I think only a proper bisect can help to find the offending commit.
Heiner
On 31.01.2019 03:32, David Chang wrote:
> Hi,
>
> We had a similr case here.
> - Realtek r8169 receive performance regression in kernel 4.19
> https://bugzilla.suse.com/show_bug.cgi?id=1119649
>
> kernel: r8169 0000:01:00.0 eth0: RTL8168h/8111h, XID 54100880
> The major symptom is there are many rx_missed count.
>
>
> On Jan 30, 2019 at 20:15:45 +0100, Heiner Kallweit wrote:
>> Hi Peter,
>>
>> recently I had somebody where pcie_aspm=off for whatever reason didn't
>> do the trick, can you also check with pcie_aspm.policy=performance.
>
> We will give it a try later.
>
>> And please check with "ethtool -S <if>" whether the chip statistics
>> show a significant number of errors.
>>
>> If this doesn't help you may have to bisect to find the offending commit.
>
> We had tried fallback driver to a few previous commits as following,
> but with no luck.
>
> 9675931e6b65 r8169: re-enable MSI-X on RTL8168g (v4.19)

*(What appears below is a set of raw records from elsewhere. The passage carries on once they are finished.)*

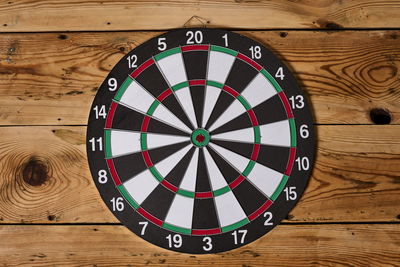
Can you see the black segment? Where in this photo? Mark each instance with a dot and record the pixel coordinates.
(220, 107)
(196, 64)
(129, 166)
(274, 157)
(198, 95)
(271, 110)
(158, 202)
(202, 179)
(176, 175)
(249, 197)
(230, 174)
(240, 76)
(204, 214)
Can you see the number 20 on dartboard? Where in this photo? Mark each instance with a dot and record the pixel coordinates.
(200, 140)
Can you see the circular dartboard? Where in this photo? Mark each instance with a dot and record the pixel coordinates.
(200, 140)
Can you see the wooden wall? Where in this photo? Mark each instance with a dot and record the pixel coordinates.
(54, 55)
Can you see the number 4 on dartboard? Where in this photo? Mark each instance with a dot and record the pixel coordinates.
(200, 140)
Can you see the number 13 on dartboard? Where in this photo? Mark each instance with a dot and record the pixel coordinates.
(200, 140)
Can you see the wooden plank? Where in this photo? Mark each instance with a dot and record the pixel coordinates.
(75, 15)
(287, 245)
(51, 78)
(44, 177)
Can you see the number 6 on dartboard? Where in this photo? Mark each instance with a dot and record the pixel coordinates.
(200, 140)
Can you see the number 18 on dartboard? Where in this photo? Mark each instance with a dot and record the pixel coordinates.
(200, 140)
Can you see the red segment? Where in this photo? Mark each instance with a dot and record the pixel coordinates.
(114, 173)
(142, 67)
(291, 161)
(110, 115)
(286, 104)
(164, 94)
(145, 124)
(147, 158)
(194, 47)
(236, 182)
(253, 117)
(256, 150)
(203, 194)
(230, 91)
(170, 186)
(197, 82)
(249, 61)
(206, 232)
(150, 217)
(260, 210)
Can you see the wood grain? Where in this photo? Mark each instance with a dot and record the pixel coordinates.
(44, 177)
(300, 245)
(51, 78)
(76, 15)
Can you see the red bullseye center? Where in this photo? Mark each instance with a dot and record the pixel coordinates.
(200, 138)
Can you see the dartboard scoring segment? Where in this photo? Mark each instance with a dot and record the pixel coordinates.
(200, 140)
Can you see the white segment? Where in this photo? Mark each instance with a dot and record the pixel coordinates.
(185, 98)
(216, 178)
(124, 142)
(167, 164)
(235, 109)
(158, 140)
(167, 116)
(265, 179)
(135, 96)
(181, 212)
(236, 160)
(276, 133)
(212, 94)
(228, 209)
(173, 69)
(141, 185)
(219, 66)
(189, 179)
(258, 90)
(243, 135)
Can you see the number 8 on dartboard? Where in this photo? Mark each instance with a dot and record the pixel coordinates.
(200, 140)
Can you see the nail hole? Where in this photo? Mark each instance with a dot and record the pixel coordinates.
(380, 116)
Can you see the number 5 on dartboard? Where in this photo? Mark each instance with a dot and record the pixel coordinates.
(200, 140)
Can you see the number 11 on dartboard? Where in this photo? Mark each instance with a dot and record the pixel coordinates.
(200, 140)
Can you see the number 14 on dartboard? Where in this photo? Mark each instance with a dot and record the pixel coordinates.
(200, 140)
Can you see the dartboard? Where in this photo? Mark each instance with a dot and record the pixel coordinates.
(200, 140)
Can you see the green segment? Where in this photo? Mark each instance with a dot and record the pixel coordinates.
(200, 137)
(167, 53)
(153, 107)
(122, 89)
(178, 86)
(185, 193)
(244, 102)
(280, 188)
(215, 84)
(176, 228)
(249, 167)
(272, 80)
(235, 225)
(107, 139)
(143, 141)
(257, 134)
(127, 196)
(293, 137)
(224, 50)
(156, 174)
(221, 191)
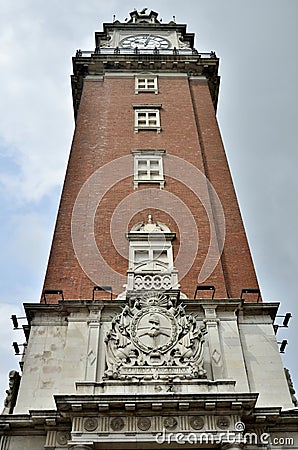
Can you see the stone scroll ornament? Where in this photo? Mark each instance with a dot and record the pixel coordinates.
(153, 339)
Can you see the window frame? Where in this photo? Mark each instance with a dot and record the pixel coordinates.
(149, 175)
(146, 110)
(146, 88)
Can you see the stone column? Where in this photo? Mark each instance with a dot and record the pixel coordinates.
(81, 447)
(211, 322)
(93, 343)
(231, 446)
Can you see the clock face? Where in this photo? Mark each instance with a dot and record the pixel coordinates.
(145, 41)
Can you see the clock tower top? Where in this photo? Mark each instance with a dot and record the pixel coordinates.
(142, 43)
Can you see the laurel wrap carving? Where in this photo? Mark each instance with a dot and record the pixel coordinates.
(154, 339)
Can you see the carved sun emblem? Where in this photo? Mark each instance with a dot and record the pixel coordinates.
(153, 329)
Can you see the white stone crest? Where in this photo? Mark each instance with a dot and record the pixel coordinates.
(153, 339)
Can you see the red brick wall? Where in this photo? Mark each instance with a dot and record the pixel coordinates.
(105, 132)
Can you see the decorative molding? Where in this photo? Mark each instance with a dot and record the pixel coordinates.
(153, 339)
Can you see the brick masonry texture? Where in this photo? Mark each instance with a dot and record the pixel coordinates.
(104, 132)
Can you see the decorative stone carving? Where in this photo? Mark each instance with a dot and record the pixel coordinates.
(62, 437)
(144, 423)
(196, 422)
(117, 424)
(223, 422)
(152, 338)
(91, 424)
(170, 423)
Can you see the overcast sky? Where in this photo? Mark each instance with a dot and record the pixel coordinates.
(257, 112)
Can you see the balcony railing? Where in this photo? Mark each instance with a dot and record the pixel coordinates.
(136, 51)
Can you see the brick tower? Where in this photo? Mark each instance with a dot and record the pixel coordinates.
(150, 328)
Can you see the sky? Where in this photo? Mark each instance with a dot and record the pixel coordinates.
(257, 113)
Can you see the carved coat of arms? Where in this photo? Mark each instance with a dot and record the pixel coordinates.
(153, 338)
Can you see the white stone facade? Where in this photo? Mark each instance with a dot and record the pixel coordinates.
(66, 399)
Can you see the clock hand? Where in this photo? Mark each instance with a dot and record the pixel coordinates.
(147, 40)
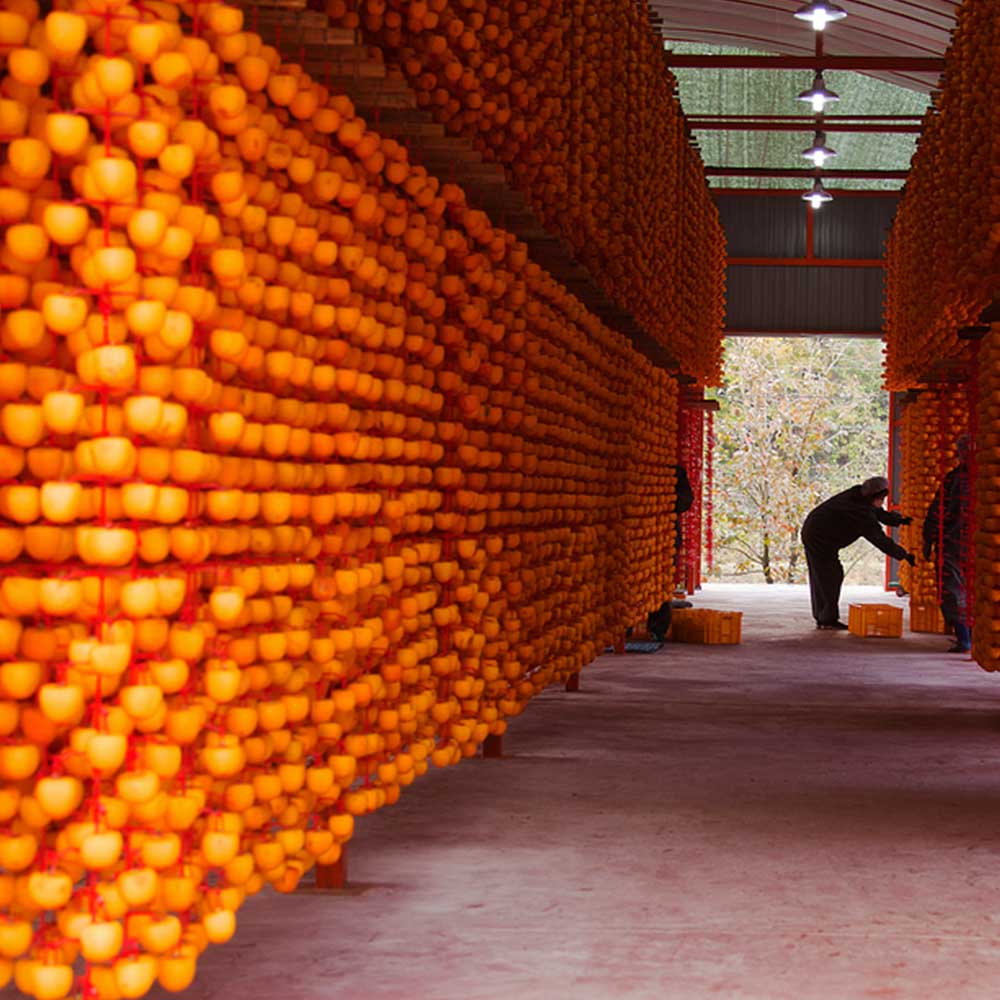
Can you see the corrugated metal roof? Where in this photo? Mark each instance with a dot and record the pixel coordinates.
(872, 27)
(773, 92)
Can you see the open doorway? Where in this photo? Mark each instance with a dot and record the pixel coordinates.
(801, 419)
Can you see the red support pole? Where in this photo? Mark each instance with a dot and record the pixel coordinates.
(709, 500)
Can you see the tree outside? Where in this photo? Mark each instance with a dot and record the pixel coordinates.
(801, 419)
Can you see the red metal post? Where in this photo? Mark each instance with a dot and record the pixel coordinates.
(333, 876)
(709, 490)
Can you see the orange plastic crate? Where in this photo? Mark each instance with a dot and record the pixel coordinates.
(875, 620)
(927, 618)
(706, 626)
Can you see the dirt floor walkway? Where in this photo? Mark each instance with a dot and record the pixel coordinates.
(806, 816)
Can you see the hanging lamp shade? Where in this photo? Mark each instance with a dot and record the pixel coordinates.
(818, 95)
(819, 152)
(820, 13)
(818, 195)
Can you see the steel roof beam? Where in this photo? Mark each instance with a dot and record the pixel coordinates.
(860, 64)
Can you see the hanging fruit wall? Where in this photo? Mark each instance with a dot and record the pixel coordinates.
(574, 99)
(309, 479)
(940, 272)
(941, 275)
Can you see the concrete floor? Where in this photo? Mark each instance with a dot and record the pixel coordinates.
(807, 816)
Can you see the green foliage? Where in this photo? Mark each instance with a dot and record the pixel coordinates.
(801, 419)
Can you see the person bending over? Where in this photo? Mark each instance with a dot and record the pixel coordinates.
(833, 525)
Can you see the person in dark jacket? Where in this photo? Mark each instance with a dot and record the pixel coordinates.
(833, 525)
(945, 529)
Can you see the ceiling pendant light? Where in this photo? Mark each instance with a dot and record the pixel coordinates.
(818, 196)
(817, 95)
(820, 13)
(819, 152)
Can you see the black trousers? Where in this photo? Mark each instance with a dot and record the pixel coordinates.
(826, 577)
(953, 596)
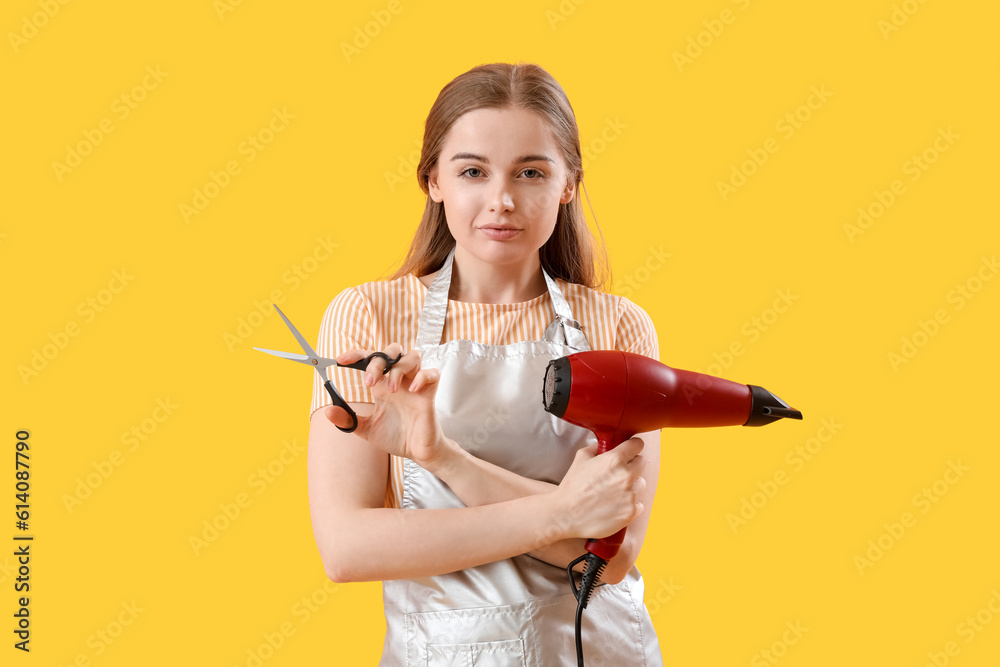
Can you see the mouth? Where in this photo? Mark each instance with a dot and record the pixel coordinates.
(500, 232)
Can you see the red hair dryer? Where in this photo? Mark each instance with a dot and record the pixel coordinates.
(618, 394)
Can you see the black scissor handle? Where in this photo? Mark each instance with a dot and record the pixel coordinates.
(362, 364)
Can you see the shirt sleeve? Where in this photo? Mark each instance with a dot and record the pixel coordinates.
(346, 325)
(636, 332)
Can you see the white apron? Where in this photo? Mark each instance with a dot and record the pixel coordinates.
(517, 612)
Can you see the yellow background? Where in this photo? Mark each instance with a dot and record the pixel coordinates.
(717, 597)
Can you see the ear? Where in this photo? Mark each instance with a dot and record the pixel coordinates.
(432, 186)
(567, 194)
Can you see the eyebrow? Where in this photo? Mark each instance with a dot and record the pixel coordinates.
(520, 160)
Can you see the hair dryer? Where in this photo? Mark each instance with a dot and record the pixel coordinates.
(618, 394)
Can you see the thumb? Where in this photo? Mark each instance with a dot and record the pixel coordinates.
(341, 418)
(585, 453)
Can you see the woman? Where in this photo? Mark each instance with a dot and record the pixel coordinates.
(500, 266)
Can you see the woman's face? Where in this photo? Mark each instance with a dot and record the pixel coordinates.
(501, 177)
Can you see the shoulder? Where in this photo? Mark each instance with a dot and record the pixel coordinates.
(612, 321)
(377, 308)
(375, 294)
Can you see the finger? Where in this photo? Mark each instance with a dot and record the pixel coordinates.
(424, 378)
(340, 417)
(350, 356)
(376, 367)
(588, 452)
(408, 364)
(630, 449)
(637, 464)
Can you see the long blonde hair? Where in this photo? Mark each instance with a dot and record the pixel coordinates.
(569, 254)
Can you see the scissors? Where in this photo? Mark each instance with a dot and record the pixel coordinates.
(322, 363)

> 098b01ad9837 r8169: don't include asm headers directly (v4.19-rc1)
> a2965f12fde6 r8169: remove rtl8169_set_speed_xmii (v4.19-rc1)
> 6fcf9b1d4d6c r8169: fix runtime suspend (v4.19-rc1)
> e397286b8e89 r8169: remove TBI 1000BaseX support (v4.19-rc1)
>
> Thanks,
> David Chang
>
>>
>> Heiner
>>
>>
>> On 30.01.2019 10:59, Peter Ceiley wrote:
>>> Hi Heiner,
>>>
>>> I tried disabling the ASPM using the pcie_aspm=off kernel parameter
>>> and this made no difference.
>>>
>>> I tried compiling the 4.18.16 r8169.c with the 4.19.18 source and
>>> subsequently loaded the module in the running 4.19.18 kernel. I can
>>> confirm that this immediately resolved the issue and access to the NFS
>>> shares operated as expected.
>>>
>>> I presume this means it is an issue with the r8169 driver included in
>>> 4.19 onwards?
>>>
>>> To answer your last questions:
>>>
>>> Base Board Information
>>> Manufacturer: Alienware
>>> Product Name: 0PGRP5
>>> Version: A02
>>>
>>> ... and yes, the RTL8168 is the onboard network chip.
>>>
>>> Regards,
>>>
>>> Peter.
>>>
>>> On Tue, 29 Jan 2019 at 17:44, Heiner Kallweit <hkallweit1@gmail.com> wrote:
>>>>
>>>> Hi Peter,
>>>>
>>>> I think the vendor driver doesn't enable ASPM per default.
>>>> So it's worth a try to disable ASPM in the BIOS or via sysfs.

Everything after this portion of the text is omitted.